Barbara also guided me very gently through the dreaded needle operation – I passed a needle through a flame and then used it to pick the top off the white spot. Easy. She also showed me how to put hot flannels on my nipple just before feeding, because wet heat softens up the congealed old milk that’s causing the problem.

I longed to see a big stringy thing emerge out of my nipple, and to feel the relief that would give me from the ongoing pain. Barbara said some women do see such a phenomenon – but I didn’t.

Because I could see drops of milk appearing on the white spot on my nipple when I pumped, I didn’t have so much a blocked duct, but a narrowed one, explained Barbara. While the other nipple pores (exits from the ducts) sprayed out clear jets of milk, the affected one could only let through a slow leakage. Barbara likened it to a clogged up heart artery – the gunky coating on the inside of the artery lets a trickle of blood through, but not the strong flow of a healthy artery. Only once the gunk builds up sufficiently to cause a full blockage does a heart attack occur – and as long as I kept forcing milk through my gunked-up duct, I wouldn’t get mastitis.

In the end, a full five days after onset, Barbara rang me and suggested I do some nipple rolling. So I put a hot flannel on my breast, and pulled and turned the nipple in an effort to dislodge the gunk. Then I fed my baby – and during the feed I felt a sharp pain that rose above the background pain. A couple of hours later I realised that the pain and lumpiness was all gone.
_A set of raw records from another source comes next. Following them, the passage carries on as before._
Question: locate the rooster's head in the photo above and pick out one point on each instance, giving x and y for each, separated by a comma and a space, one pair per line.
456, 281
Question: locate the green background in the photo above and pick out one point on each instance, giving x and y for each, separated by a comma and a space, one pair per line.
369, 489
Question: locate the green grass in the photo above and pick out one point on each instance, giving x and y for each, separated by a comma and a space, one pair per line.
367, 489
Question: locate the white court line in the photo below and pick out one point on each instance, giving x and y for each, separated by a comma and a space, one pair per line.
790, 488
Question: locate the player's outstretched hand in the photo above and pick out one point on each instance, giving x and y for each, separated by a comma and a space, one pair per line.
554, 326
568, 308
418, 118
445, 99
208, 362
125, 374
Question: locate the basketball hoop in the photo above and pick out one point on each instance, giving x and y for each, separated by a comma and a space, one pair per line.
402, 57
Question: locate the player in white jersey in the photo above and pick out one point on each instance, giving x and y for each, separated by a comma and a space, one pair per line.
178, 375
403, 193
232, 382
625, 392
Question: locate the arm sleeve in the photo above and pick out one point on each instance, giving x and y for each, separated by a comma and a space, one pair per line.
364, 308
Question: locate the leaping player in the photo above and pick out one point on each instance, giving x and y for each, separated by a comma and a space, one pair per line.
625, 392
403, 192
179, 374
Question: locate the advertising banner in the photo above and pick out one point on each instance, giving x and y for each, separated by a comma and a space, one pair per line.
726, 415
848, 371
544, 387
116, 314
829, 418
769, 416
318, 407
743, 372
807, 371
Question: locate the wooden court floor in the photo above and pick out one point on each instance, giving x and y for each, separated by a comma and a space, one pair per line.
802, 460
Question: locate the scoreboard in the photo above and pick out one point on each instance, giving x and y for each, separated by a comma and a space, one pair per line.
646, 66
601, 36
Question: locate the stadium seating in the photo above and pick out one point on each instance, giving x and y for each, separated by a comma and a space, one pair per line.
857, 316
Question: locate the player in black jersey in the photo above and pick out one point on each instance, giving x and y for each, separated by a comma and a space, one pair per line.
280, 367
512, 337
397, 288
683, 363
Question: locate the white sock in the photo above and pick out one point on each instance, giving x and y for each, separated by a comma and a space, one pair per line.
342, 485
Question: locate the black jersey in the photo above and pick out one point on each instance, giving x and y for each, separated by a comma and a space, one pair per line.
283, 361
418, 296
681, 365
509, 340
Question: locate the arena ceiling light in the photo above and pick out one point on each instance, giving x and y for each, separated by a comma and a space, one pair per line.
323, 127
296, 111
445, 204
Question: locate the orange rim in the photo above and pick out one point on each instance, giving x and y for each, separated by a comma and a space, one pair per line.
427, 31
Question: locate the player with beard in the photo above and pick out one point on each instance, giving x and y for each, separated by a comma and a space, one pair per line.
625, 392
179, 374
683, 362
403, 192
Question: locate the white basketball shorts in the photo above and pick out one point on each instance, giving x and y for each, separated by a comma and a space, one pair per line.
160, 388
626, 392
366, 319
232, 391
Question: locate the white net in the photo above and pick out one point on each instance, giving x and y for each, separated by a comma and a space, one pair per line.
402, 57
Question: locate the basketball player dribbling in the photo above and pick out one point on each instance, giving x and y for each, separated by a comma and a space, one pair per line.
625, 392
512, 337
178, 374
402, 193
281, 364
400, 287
Bliss!

In the two months since this happened, I’ve had two repeat occurrences. There was no white spot or painful suckling, and both times I was very tired after out of character nighttime feeds. The night feeds started when my baby fed less during the day due to his nosiness and excitement at the world in general, which meant that in addition he wasn’t draining the breasts properly during the day. The combination of backed-up milk and tiredness is bad news for my left breast! However, both occurrences cleared easily with a bit of pressure behind the lump during feeding and a good night’s sleep.

It’s not all bad news though. I’ve learnt more about my milk production, and I don’t take my healthy lactating breasts for granted anymore. Our bodies are absolute marvels!